Throughout its levels, the gameplay changes from a side-scrolling beat 'em up into a platform game in which the camera zooms to a far-away view of the characters before it zooms back in for the much larger and more detailed characters to continue brawling.

The game was divided into four acts, encountering various villains, including Kingpin, Venom and his symbiote clones, Doctor Octopus, Electro, Lizard, Scorpion, Sandman, Green Goblin, Hobgoblin, and finally Doctor Doom. High scores are separated by character; so a high score on Spider-Man may not be a high score on Hawkeye or Black Cat.

Spider-Man: The Video Games soundtrack is also composed partially of songs from Sega's 1986 arcade game Quartet, notably the tunes "Oki Rap" and "FM Funk" (for instance, "FM Funk" appears in the second stage in Spider-Man, while it is featured in the third stage of Quartet).

==Characters==
The game allows the user to play as one of four heroes: Spider-Man, Black Cat, Sub-Mariner, or Hawkeye. Unlike many games of this type which assigned a certain character to a certain joystick, any player can choose any character (as long as another player isn't already controlling them).

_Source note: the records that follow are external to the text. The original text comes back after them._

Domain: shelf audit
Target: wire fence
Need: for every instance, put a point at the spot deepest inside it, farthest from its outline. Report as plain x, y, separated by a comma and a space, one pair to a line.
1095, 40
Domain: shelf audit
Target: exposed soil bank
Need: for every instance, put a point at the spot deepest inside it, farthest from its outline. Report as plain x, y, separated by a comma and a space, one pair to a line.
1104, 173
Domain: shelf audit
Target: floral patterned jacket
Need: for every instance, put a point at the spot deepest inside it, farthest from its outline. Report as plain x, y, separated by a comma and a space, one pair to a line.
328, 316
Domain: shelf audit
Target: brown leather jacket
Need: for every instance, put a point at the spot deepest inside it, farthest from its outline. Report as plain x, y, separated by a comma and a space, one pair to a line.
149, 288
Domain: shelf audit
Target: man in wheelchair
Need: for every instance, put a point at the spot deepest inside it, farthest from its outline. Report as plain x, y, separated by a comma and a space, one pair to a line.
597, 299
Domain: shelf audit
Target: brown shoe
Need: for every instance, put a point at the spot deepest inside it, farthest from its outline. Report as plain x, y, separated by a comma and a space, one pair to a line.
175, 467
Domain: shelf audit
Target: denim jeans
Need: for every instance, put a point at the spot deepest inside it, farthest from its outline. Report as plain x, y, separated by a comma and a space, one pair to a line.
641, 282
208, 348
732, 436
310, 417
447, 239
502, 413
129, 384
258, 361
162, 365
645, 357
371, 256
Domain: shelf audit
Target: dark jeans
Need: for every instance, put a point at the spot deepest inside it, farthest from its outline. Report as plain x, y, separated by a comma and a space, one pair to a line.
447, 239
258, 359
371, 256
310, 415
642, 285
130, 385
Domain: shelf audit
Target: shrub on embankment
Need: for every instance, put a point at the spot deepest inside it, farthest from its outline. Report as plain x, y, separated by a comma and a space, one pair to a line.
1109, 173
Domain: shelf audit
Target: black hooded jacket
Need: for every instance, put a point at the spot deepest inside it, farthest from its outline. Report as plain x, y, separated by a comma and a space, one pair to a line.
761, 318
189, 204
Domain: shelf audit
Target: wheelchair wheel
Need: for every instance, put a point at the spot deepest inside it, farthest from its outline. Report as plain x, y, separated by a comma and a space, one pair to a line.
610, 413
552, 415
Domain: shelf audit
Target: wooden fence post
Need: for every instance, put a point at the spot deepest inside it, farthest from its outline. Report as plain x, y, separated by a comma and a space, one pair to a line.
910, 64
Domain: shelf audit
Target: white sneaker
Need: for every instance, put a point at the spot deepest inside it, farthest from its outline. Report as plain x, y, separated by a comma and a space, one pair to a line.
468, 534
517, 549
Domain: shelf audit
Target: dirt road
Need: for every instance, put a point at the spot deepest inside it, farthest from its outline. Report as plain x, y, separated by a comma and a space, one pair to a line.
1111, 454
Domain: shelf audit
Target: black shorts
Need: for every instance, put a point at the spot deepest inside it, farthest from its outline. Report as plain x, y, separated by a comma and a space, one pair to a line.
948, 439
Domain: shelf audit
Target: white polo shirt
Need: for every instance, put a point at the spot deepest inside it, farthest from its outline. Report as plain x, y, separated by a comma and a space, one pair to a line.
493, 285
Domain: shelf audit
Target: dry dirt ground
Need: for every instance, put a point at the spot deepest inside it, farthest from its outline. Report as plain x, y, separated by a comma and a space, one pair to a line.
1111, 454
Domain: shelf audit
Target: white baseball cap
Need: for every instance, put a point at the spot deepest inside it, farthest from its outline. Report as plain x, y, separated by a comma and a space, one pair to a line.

Each hero has a unique set of moves and attacks/abilities, which could be used to beat up the bad guys, that suited their powers and characteristics, as well as basic attacks and jumps (assigned to each of the two buttons).

Spider-Man is the game's main hero and protagonist. Spider-Man’s moveset consists primarily of attacks based on his spider powers, such as web-swinging and firing webbing blasts.

Black Cat is athletic and acrobatic like a cat, using a combination of her claws, grappling hook and cables to defeat enemies.

Recognizable as one of the Avengers, Hawkeye's attacks and abilities revolve around the use of his bow and arrows.

A citizen of Atlantis, Sub-Mariner uses water based projectile attacks, such as a hydro-electric blast, in combat.

==Development==
Spider-Man: The Video Game was showcased at the 1991 Las Vegas Amusement Expo.

==Reception==
In Japan, Game Machine listed Spider-Man on their November 1, 1991 issue as being the fourteenth most-successful table arcade unit of the month. In the United States, it was the top-grossing new video game on the RePlay arcade charts in November 1991. In Australia, it was the top-grossing arcade conversion kit on the Timezone charts in November 1991.

The November 1991 issue of Sinclair User gave it the shared award for "Games Most Likely To Save The Universe" as one of the best superhero games, along with Captain America and The Avengers and Captain Commando.

The game was reviewed in 1992 in Dragon #177 by Hartley, Patricia, and Kirk Lesser in "The Role of Computers" column. The reviewers gave the game 5 out of 5 stars.

The January 1992 issue of Computer and Video Games gave it a positive review, praising the four-player gameplay, the "incredible graphics" with "huge, beautifully animated sprites and an impressive zoom in/zoom out effect" and the "16 different stages" with "enough to keep you pumping in the credits".